E poi, siamo sicuri della regolarità di un’operazione che viene fatta passare non solo sulle teste dei parlamentari – non risulta che l’argomento sia giammai stato trattato nell’Aula della Camera o del Senato -, ma soprattutto attraverso le tasche dei tradizionalmente oculati risparmiatori e investitori postali, i veri titolari del patrimonio finanziario di CDP, nel cui statuto non è affatto prevista l’assunzione di partecipazioni societarie in attività economiche?

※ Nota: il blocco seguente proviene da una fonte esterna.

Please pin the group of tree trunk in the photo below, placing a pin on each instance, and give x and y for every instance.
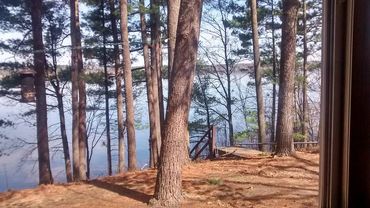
(168, 131)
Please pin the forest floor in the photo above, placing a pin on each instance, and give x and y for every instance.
(254, 180)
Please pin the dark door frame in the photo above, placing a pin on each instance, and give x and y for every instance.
(345, 114)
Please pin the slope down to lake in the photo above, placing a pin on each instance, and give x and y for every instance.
(256, 181)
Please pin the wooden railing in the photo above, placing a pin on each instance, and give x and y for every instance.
(273, 144)
(209, 139)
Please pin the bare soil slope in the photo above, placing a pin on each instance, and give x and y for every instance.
(256, 180)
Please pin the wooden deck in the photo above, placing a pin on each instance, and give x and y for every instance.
(239, 152)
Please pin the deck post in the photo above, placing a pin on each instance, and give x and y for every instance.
(212, 142)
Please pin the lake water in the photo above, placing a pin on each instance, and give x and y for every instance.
(19, 169)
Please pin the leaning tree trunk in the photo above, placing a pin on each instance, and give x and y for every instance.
(45, 176)
(156, 60)
(258, 79)
(173, 8)
(130, 121)
(62, 121)
(67, 158)
(155, 132)
(168, 186)
(118, 76)
(81, 91)
(155, 67)
(304, 122)
(284, 130)
(75, 108)
(106, 92)
(273, 110)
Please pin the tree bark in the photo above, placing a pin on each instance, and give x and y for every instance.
(154, 124)
(156, 54)
(118, 77)
(168, 186)
(173, 8)
(45, 176)
(258, 78)
(284, 130)
(81, 96)
(155, 47)
(106, 90)
(273, 111)
(75, 107)
(59, 95)
(130, 122)
(304, 122)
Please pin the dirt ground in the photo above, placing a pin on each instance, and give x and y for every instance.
(256, 180)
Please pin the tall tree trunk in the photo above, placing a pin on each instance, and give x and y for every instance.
(284, 130)
(106, 90)
(67, 158)
(74, 80)
(173, 8)
(155, 47)
(59, 95)
(156, 54)
(168, 185)
(130, 121)
(154, 124)
(82, 97)
(45, 176)
(118, 76)
(304, 122)
(258, 78)
(273, 111)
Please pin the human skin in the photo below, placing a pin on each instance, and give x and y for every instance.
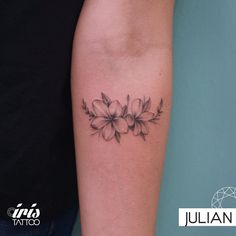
(121, 47)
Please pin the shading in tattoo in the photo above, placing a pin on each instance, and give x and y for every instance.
(109, 119)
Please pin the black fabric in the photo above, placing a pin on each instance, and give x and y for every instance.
(37, 159)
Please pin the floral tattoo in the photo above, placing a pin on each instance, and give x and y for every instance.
(109, 119)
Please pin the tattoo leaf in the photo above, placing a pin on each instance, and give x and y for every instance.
(147, 105)
(106, 99)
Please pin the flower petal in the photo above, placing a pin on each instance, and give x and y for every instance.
(115, 108)
(108, 132)
(120, 125)
(146, 116)
(99, 122)
(130, 120)
(100, 108)
(137, 128)
(137, 107)
(144, 127)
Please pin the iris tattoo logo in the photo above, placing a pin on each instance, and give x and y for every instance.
(24, 216)
(109, 119)
(215, 216)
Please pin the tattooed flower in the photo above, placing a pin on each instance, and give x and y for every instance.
(108, 119)
(139, 117)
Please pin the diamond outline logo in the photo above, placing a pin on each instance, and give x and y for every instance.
(221, 194)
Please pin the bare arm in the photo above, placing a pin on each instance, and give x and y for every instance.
(122, 56)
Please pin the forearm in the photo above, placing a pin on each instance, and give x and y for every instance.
(119, 168)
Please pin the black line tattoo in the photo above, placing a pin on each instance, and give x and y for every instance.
(109, 119)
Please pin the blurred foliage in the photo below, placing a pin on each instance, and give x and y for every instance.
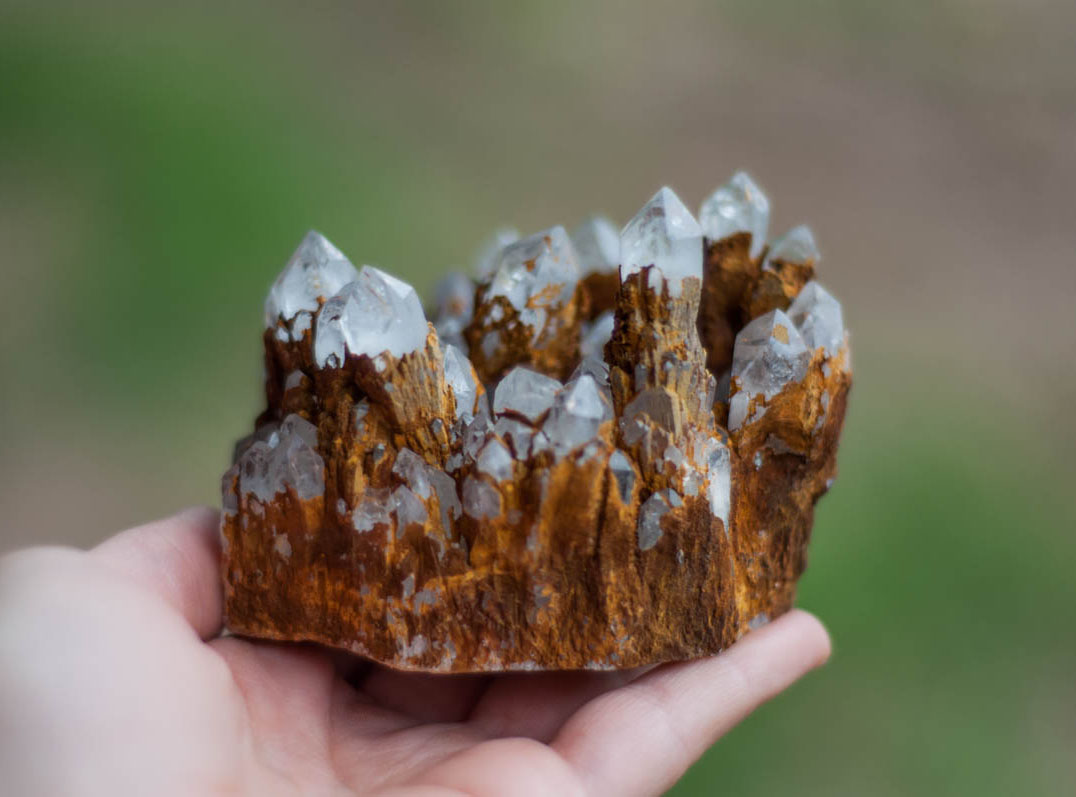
(156, 170)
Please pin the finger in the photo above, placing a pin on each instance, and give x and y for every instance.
(179, 559)
(427, 697)
(537, 705)
(641, 738)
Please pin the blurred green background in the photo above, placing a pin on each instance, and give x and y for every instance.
(157, 166)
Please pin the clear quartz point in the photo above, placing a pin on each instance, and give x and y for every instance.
(315, 271)
(818, 317)
(409, 509)
(413, 470)
(535, 274)
(372, 510)
(374, 313)
(481, 500)
(597, 243)
(495, 460)
(768, 354)
(285, 458)
(525, 393)
(577, 415)
(664, 235)
(796, 245)
(489, 251)
(738, 205)
(649, 527)
(623, 472)
(459, 375)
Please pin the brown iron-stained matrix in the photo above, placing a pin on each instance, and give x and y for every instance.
(604, 453)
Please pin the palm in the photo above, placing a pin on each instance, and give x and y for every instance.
(140, 702)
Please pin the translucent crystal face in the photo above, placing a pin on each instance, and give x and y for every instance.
(455, 296)
(495, 460)
(578, 413)
(796, 245)
(536, 273)
(489, 251)
(374, 313)
(597, 243)
(738, 205)
(649, 528)
(665, 235)
(459, 374)
(287, 457)
(480, 499)
(818, 317)
(623, 471)
(315, 271)
(413, 470)
(713, 458)
(526, 393)
(768, 354)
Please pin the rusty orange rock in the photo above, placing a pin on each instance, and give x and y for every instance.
(529, 507)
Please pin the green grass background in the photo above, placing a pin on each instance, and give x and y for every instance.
(158, 165)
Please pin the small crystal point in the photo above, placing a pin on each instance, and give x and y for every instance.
(577, 415)
(526, 393)
(664, 235)
(597, 243)
(413, 470)
(489, 251)
(459, 375)
(315, 271)
(818, 317)
(649, 528)
(409, 510)
(374, 313)
(538, 271)
(287, 457)
(768, 354)
(738, 205)
(623, 471)
(796, 245)
(495, 460)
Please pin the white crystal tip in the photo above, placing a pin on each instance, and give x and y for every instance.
(665, 235)
(738, 205)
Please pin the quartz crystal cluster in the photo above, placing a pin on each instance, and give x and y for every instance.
(600, 451)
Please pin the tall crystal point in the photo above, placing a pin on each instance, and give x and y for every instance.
(738, 205)
(373, 314)
(768, 354)
(665, 235)
(315, 271)
(540, 270)
(818, 317)
(796, 245)
(459, 375)
(525, 393)
(597, 243)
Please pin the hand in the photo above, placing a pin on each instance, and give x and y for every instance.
(114, 679)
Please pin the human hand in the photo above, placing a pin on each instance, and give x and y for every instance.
(114, 679)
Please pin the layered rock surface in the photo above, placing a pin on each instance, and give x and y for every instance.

Quest’ultima domanda introduce, infine, al marchingegno individuato dal Presidente del Consiglio: la CDP non entrerà nella società cui verrà affidata la rete unica delle tlc direttamente, bensì attraverso la sua partecipata CDP Reti s.p.a. Quest’ultima è una società del gruppo CDP costituita nel 2012 quale veicolo di investimento, e già possiede partecipazioni in SNAM, al 31,04%, Italgas, al 26,04%, e in TERNA, al 29,85%, “come investitore di lungo termine con l’obiettivo di sostenere lo sviluppo delle infrastrutture di trasporto, rigassificazione, stoccaggio e distribuzione del gas naturale così come della trasmissione dell’energia elettrica”.
I suoi azionisti sono CDP al 59,1%, ma anche, al 35%, la SGEL-State Grid Europe ltd, società del gruppo State Grid Corporation of China, diretta emanazione del Partito-Stato cinese che, a mezzo del veicolo di CDP Reti, entrerà nel capitale della newco cui verrà affidata la rete unica, con conseguente facoltà statutaria di interferire nella governance, mentre agli americani di KKR rimarrà solo la soddisfazione degli eventuali dividendi! Oltre alla partecipazione indiretta nel comparto energetico, oltre alla dipendenza per la fornitura dei farmaci, per il 90%, dell’intera Europa da Pechino, oltre la backdoor di Huawei e ZTE, chi potrà più facilmente accedere ai nostri dati: la CIA o la CINA?